During a slower digestion process, the body releases less insulin, leading to the correct process. Food will be converted into immediate energy as needed or stored as glycogen. (Glycogen is converted back to glucose to be used as energy when needed.)

When the body is engaged in intense exercise, such as during training for serious events or for the dedicated athlete, carbohydrates are used first because fats and proteins cannot be burned fast enough to keep up with the intense demands. By the end of the workout, the body's metabolism will be revved up and will remain in active burning mode for around twenty four hours. If there is not a new source of protein consumed during this time, the body will turn to the glycogen stores in the muscles and the liver for energy, leading to a break down in lean muscle tissue.

The muscles are important not only because they are the only way that the body can move, but also for burning fat. Muscles need more energy per pound than fats do, making them key to keeping your weight under control. For every pound of lean muscle that you add to your body you kick your metabolism into a higher gear.
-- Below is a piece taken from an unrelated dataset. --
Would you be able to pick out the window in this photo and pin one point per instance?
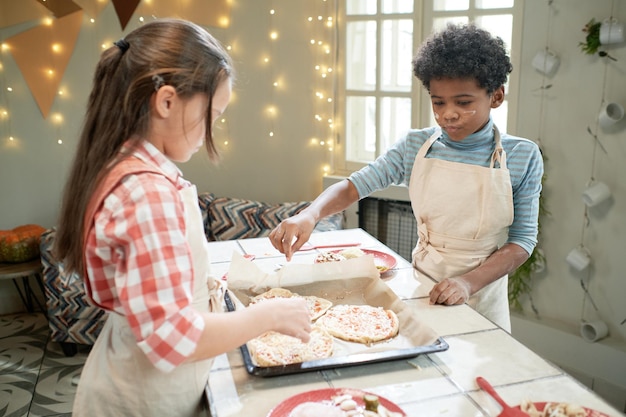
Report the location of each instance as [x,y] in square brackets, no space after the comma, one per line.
[379,98]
Less muscle equals less fat burning ability, which in turn leads to more fat gain.

Many athletes mistakenly believe that they need an extreme amount of protein, but this is not true. It is important that they get the right amount of protein in their overall daily diet. While they should be getting the bulk of their protein from nutritious and varied, whole foods, they can benefit from a protein supplement right after a workout, preferably mixed with a carbohydrate for fast energy. The right supplement can help reduce muscle fatigue.

Choosing a Supplement

For fast protein restoration and an energy boost, a protein supplement might be the best answer. There are many kinds to choose from including protein shakes, powders, liquid protein shots and protein bars. What you choose may be based on your own personal preference and your exact protein needs.

Protein shakes

Most shakes come in chocolate, vanilla and strawberry. Make sure that the choice you make is not extremely high in calories, does not have a lot of added sugars and does not contain low quality ingredients.

Protein powders

There are four kinds of protein powders: whey, rice, soy and egg. They can be either single protein powders or a blend of two or more. The choice you make should be based on your dietary needs- rice and soy is acceptable for vegans and vegetarians while whey and egg are not meant for vegans. Whey is the most beneficial while egg protein is considered to be the perfect protein source.

Liquid protein supplement shots

Protein shots are small, easy to carry along wherever you go and can be consumed in mere seconds. They are also perfect as a post workout pick me up and should have high quality ingredients and a good amount of protein. Profect, from Protica is less than three fluid ounces, has 100 calories and has a full 25 grams of protein. It comes in a number of flavors and has vitamins as well as the protein.

Protein bars

Protein bars can be a quick snack after a workout or between meals but can also have more calories than are really needed. Make sure that you are reading the labels carefully so that you do not choose a bar that is loaded with fat and sugar.